I had many “Sally” figures in my adolescence as well. So many gay guys my age were so focused on sex. Their blood ran directly past their brains and into their crotch. What I called orgies, they called Tuesday. What I called decadent, they called boring. What I blushed at, they described how it turned them on. I knew immediately I wasn’t like most gay guys in my generation, smooth hairless hormonal boys – you couldn’t call them men, not really – who had bought into the “Logo lie”, as I’d called it: the feeling that at some point you WILL be having meaningless sex and so that’s no reason to want your virginity to be something special. Throw it away like a condom, full of the seed of regrets from the night before. Toss it aside, like the many men that tossed you aside in the morning. Once the light of day hit.

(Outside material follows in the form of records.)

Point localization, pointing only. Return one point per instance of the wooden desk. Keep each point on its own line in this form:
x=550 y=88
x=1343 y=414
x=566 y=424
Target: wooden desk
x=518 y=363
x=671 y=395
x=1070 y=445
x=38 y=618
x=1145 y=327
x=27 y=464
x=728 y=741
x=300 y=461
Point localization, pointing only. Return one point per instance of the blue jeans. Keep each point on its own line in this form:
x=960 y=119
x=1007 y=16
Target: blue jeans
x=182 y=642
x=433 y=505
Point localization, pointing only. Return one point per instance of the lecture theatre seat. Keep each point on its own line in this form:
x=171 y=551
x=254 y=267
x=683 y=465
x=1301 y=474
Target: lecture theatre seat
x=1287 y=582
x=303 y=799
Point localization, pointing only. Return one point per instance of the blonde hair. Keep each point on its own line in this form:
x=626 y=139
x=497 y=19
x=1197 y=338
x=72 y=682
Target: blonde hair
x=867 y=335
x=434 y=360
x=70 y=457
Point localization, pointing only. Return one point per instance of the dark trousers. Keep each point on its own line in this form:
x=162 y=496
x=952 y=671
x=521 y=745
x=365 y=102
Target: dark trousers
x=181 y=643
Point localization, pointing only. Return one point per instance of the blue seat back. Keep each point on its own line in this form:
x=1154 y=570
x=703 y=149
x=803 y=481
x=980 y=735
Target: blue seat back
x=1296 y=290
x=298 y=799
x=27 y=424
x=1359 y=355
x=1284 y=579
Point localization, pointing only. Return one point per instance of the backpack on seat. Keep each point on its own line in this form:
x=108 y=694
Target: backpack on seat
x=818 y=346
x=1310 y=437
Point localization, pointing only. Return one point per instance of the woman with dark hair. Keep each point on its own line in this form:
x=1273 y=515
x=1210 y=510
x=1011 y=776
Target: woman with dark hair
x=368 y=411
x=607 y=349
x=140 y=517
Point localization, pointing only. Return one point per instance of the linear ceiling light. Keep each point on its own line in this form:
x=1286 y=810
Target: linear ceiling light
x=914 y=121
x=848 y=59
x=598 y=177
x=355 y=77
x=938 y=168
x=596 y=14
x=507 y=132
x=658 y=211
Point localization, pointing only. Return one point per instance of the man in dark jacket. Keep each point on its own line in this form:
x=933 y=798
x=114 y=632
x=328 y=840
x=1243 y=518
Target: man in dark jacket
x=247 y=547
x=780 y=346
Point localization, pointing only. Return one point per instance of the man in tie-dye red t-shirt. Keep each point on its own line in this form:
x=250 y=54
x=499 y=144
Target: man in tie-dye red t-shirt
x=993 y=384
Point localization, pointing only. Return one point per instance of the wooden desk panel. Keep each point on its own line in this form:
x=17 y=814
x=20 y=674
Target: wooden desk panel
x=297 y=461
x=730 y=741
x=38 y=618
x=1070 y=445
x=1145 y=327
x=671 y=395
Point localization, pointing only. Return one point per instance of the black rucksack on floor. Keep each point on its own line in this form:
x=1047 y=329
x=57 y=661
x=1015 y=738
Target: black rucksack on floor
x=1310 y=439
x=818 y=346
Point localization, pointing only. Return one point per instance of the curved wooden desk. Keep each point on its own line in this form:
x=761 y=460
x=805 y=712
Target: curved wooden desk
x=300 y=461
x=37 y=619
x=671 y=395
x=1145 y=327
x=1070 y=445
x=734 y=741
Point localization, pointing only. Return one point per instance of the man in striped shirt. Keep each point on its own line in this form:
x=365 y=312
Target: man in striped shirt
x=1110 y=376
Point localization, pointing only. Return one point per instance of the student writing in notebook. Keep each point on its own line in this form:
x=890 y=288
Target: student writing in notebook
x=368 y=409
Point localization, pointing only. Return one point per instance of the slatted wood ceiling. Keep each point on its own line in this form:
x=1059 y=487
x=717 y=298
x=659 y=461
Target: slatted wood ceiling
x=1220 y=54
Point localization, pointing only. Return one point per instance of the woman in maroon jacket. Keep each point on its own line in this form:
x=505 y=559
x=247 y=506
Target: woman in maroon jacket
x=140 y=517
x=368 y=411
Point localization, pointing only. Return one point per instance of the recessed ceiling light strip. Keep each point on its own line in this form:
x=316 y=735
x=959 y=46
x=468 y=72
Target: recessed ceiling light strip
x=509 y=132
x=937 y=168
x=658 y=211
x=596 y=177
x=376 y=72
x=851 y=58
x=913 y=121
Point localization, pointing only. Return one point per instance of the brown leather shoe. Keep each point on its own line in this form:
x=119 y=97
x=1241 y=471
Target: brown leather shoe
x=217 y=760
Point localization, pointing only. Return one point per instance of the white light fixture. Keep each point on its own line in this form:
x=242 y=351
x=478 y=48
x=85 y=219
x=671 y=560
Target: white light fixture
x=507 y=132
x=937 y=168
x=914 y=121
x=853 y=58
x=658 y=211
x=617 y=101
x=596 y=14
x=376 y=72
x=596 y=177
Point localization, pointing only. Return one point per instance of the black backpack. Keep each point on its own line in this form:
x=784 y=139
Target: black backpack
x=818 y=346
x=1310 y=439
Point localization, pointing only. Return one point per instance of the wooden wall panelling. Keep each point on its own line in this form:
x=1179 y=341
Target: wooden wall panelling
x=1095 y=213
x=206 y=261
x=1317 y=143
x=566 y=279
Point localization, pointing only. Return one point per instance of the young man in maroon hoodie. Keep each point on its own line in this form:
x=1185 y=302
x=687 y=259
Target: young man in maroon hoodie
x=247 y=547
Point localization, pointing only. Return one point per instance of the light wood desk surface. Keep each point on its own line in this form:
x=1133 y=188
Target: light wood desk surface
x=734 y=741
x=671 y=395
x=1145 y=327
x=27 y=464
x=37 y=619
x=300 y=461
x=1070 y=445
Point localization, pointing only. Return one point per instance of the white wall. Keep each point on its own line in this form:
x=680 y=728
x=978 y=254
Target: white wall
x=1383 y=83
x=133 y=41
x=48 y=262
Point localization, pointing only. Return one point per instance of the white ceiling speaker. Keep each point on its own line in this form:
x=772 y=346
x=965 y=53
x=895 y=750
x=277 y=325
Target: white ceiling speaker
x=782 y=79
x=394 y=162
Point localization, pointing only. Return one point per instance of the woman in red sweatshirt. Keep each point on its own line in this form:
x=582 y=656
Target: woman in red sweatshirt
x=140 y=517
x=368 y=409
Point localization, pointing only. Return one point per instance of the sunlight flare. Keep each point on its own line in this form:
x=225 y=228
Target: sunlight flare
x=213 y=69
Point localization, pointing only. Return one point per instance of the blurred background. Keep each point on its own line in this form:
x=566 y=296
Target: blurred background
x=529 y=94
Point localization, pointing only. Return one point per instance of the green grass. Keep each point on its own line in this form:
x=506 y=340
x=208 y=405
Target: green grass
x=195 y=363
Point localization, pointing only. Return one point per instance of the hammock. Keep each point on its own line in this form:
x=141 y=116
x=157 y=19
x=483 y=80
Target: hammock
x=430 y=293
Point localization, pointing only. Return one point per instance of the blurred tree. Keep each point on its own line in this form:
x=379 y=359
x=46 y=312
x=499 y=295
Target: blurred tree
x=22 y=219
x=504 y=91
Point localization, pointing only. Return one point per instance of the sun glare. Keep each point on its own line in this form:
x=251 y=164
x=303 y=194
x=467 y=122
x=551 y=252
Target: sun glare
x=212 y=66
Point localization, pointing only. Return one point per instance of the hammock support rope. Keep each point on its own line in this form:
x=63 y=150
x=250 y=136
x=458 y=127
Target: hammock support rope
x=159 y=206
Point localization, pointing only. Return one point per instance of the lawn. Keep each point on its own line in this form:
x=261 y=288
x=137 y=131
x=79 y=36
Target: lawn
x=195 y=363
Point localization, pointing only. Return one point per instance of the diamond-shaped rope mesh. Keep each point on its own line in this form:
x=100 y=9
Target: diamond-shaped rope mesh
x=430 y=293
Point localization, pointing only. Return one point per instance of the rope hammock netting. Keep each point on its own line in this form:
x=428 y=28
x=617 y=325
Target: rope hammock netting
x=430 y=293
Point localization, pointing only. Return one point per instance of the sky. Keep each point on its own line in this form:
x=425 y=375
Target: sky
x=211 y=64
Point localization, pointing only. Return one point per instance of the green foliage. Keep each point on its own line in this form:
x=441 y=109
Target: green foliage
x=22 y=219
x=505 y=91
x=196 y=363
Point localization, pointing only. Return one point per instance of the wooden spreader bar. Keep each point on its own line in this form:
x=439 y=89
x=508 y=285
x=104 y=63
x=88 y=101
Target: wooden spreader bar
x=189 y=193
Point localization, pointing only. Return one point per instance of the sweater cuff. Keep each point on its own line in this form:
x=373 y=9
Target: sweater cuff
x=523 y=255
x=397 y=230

I could never ascribe to that ideology. In that regard, I’m different. I’m a 21-year-old virgin but I have no regrets about that. No qualms about saving myself for someone special. Will I be having meaningless sex eventually? Who’s to say? I can’t be one to judge my future actions. I can only judge my present, and right now I’m pretty damn happy with the decisions I’ve made. My mother told my sister the day before she started high school, “Not one high school boy is ever worth crying over. Not one.” I always listened to that. Not one high school boy was worth giving my virginity to.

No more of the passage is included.